Michael Heller has a knack for being there at the start of the “next big thing” in sustainable agriculture in Maryland.
He’s been at Clagett Farm in Prince George’s County since the Chesapeake Bay Foundation bought it in 1982, way before sustainability was a buzzword in Maryland. Leaving his job teaching plant ecology at the University of Maryland, he moved to what had been a corn and tobacco farm, what the soil conservation said was “the worst farm in their three-county jurisdiction,” with a mandate to transform it into a living model of sustainable farming.
He began by grazing cattle to build up the soil, then added organic sweet potatoes, squash and sweet corn, which he sold wholesale for a few years. In 1992, he started From the Ground Up CSA to provide organically grown vegetables directly to shareholders and to low-income families through a partnership with the Capital Area Food Bank. “The CSA has been wonderful for us and because we are connected with the Capital Area Food Bank, many people are as concerned about that collaboration as they are about being a member of a CSA,” Heller says. Shareholders’ donations of money and time “make it possible for us to donate 40 percent of the vegetables [we grow] to the food bank” he says. “It’s really enriched the CSA because people are so invested in it.”
But running a model sustainable farm and socially responsible CSA wasn’t enough for Heller. In 1994, he wrote a grant to the Kellogg Foundation for the project that eventually became Future Harvest CASA in 1998. As one of the founding members, he’s been actively involved as Future Harvest-CASA has evolved into a collaborative effort of regional farmers committed to environmental and economic sustainability. The work of educating both farmers and consumers about what sustainability means and why it’s important has helped to grow the community of sustainable food growers, purchasers and advocates and positioned Future Harvest-CASA to be a leading voice for agriculture during the current wave of interest in sustainability issues.
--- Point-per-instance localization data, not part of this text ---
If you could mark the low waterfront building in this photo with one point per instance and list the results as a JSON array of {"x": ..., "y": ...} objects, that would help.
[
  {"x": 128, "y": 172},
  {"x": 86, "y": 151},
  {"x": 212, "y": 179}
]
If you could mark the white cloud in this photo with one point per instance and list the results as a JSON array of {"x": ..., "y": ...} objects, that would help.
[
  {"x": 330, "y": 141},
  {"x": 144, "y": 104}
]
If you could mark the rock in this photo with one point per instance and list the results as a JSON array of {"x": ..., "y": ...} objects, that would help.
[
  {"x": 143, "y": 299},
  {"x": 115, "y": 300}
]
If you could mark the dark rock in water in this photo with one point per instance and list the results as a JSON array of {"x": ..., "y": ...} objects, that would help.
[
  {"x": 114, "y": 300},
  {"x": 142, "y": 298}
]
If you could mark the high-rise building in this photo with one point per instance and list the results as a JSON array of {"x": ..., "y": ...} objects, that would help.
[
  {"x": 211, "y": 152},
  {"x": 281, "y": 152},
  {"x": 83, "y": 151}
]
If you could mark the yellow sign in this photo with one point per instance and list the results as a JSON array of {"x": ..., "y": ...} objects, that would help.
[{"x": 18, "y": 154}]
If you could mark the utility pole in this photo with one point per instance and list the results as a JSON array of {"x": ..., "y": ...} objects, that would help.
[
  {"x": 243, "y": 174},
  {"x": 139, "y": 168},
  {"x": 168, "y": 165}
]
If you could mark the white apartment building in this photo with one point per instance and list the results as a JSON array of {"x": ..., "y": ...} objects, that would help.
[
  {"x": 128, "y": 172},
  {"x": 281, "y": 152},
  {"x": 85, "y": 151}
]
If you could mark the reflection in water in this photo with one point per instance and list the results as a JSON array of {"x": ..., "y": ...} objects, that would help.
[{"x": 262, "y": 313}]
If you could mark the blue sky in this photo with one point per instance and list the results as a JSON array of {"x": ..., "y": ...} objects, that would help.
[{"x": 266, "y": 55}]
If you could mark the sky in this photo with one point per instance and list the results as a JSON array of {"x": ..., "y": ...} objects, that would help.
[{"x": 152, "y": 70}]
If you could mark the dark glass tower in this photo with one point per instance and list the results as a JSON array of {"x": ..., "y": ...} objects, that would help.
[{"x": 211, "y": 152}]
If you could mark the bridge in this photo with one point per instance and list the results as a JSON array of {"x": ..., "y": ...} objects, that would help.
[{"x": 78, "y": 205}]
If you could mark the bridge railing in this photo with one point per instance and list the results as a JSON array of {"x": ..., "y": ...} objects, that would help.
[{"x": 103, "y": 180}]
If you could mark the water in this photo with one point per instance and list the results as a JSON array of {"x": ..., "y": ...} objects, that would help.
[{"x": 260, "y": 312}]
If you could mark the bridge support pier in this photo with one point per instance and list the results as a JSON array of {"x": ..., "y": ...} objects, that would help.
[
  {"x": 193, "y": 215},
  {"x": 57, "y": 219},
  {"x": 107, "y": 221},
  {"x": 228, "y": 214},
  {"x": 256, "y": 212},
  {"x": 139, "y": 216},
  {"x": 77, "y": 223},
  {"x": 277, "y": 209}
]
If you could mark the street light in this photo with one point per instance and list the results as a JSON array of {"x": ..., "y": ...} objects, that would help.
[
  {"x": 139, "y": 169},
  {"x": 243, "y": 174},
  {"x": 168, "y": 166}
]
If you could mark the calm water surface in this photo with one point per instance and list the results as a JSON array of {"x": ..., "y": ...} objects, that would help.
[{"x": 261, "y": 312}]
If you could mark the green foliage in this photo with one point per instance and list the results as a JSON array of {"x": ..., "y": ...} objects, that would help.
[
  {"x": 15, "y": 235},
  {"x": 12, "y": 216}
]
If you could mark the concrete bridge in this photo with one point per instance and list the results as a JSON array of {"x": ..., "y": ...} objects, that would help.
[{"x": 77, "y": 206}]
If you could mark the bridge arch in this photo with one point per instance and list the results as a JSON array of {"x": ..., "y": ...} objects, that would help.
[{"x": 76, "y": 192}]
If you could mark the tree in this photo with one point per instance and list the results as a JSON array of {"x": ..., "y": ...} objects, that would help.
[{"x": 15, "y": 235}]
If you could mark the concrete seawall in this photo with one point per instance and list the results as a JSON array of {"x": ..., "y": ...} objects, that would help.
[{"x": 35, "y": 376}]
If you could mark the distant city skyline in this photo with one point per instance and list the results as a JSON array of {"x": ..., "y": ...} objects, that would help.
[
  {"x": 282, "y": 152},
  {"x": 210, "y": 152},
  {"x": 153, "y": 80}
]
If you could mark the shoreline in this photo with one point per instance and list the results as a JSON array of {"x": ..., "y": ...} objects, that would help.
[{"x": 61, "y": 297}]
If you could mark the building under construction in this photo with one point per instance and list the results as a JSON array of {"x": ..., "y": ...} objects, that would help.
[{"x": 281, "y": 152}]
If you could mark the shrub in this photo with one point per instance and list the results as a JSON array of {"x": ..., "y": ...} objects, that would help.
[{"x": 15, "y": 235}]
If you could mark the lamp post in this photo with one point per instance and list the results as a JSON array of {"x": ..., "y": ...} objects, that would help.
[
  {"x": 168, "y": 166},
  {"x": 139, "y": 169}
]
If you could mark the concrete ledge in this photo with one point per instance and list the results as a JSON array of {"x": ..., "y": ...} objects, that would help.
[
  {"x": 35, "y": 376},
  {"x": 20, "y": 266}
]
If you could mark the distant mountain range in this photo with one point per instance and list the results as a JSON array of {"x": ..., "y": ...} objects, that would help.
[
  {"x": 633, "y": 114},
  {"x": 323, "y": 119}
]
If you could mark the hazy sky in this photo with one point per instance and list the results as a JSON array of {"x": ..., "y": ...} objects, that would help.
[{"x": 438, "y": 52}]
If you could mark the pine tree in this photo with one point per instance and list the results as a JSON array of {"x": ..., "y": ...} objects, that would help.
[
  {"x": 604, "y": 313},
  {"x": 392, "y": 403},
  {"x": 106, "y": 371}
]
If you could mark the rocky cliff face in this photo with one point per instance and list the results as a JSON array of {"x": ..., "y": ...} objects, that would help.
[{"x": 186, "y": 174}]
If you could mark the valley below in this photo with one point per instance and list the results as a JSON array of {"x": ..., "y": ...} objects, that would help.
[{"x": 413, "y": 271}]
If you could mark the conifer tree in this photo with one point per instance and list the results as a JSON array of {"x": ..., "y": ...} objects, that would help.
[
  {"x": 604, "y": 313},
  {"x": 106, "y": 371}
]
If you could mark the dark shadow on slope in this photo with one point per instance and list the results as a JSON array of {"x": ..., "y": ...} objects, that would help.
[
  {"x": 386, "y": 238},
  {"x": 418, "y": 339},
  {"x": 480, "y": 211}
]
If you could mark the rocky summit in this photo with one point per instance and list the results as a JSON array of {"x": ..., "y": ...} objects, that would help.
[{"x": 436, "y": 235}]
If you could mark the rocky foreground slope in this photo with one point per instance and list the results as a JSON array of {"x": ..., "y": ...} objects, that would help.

Heller’s latest project is the Maryland Grazer’s Network, which he founded three years ago with a group of experienced farmers and the help of the Chesapeake Bay Funders Network. The goal of this group is to help others learn how increase their profitability while improving the health of the Bay by grazing their animals on pasture. “It’s powerful how our grazing dairies average $150 per cow more profit than the confinement dairies.” According to Heller, “The farmers in the network say ‘How could anyone NOT be grazing?’ Not a single one of them would ever consider going back to confinement. Treating animals humanely . . . ends up being economically profitable and environmentally better.”
Underlying these kinds of successes, a basic love of farming keeps Heller committed to his work and the lifestyle. “I love being outside, I love the stimulation of farming because it is very much a physical, but also a cerebral kind of thing,” Heller says. “There’s a lot of thought that goes into a farming operation to make it successful.” He adds, “The community that has evolved here over time, it just gives you energy.”